Section 5 of the Voting Rights Act serves to prevent states from changing the rules of the game to disfranchise minority voters. At the time of the Act’s signing, it was clear that southern states would not simply comply with the law. That lesson of southern resistance was learned in the aftermath of the Supreme Court’s historic decision in 1954 in Brown v. Board of Education. To prevent states from doing things like changing polling sites, registration guidelines and voting district lines, Section 5 was included to require jurisdictions to seek “pre-clearance” from the Department of Justice before any such changes were implemented. This provision applies to southern states with a history of voter discrimination and intimidation, and three New York boroughs with a large population of language minorities.
In its ruling, the Supreme Court determined that those rules should not apply to a small Texas utility district but did not waive Section 5 enforcement more broadly. It was a close call but a win nonetheless for voting rights advocates and Black and Latino voters. No doubt, the issue is not dead as new cases that challenge Section 5 will wind through the courts and may eventually land in front of the Supreme Court. The provision remains intact for now and will continue to be a valuable tool to hold states accountable for fair voting practices in the administration of elections.

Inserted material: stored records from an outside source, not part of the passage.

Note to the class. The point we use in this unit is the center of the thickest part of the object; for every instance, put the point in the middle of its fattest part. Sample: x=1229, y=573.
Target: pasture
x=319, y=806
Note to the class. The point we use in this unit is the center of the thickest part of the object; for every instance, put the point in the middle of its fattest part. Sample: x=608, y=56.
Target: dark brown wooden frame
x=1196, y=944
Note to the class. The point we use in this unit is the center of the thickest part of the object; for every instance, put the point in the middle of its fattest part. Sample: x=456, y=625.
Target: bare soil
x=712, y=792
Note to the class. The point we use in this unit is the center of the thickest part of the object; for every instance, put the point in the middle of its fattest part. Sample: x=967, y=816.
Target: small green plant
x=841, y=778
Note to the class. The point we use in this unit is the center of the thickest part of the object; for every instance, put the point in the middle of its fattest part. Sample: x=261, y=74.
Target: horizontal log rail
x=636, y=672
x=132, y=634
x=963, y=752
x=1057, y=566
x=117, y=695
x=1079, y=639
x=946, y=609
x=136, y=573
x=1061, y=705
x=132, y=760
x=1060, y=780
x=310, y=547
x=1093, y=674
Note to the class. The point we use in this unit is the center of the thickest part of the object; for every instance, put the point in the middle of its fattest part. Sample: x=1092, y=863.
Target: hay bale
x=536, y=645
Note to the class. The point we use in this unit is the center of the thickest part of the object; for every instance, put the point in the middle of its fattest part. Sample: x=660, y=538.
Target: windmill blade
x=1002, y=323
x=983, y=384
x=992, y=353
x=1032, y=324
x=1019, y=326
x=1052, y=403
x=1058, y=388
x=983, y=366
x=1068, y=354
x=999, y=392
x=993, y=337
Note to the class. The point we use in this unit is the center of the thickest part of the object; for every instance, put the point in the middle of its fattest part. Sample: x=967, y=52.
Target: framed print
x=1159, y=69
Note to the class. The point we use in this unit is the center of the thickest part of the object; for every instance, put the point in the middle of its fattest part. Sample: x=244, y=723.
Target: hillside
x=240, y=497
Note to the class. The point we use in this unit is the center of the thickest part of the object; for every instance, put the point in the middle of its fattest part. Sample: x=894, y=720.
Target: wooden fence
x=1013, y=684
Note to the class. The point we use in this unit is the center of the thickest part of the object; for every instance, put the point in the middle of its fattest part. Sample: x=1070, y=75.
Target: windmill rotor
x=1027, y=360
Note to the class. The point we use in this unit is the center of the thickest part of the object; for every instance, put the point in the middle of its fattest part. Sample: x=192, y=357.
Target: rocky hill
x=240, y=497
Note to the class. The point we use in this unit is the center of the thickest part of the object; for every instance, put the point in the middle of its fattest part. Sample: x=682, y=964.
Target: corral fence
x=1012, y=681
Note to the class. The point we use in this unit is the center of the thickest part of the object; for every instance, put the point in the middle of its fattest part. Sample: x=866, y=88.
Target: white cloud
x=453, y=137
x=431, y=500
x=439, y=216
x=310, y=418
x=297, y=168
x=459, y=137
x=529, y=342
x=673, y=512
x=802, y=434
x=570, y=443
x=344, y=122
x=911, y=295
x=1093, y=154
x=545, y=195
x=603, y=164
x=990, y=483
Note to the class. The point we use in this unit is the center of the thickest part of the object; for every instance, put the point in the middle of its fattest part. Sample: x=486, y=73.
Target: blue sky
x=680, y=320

On a final note, we must call attention to the Court’s lone Black justice, Clarence Thomas. While his conservative views are no secret, the venom he displays towards laws that are designed to remedy discrimination and create equity in society remains perplexing. Justice Thomas once again went out of his way to trash a civil rights statute, just as he opposes affirmative action despite him being a beneficiary of the policy meant to level the playing field in higher education and employment. Thomas outdid himself this time in referencing a Reconstruction case that involved the overturning of the conviction of three white men who terrorized Blacks in Louisiana who were exercising their right to vote to support his claim that the Voting Rights Act violates states’ rights. Justice Thomas has once again revealed himself to be wrong on the law and ignorant of the historical circumstances that have made these laws necessary in the first place. Justice Thomas has become not just an embarrassment but also an obstructionist to justice.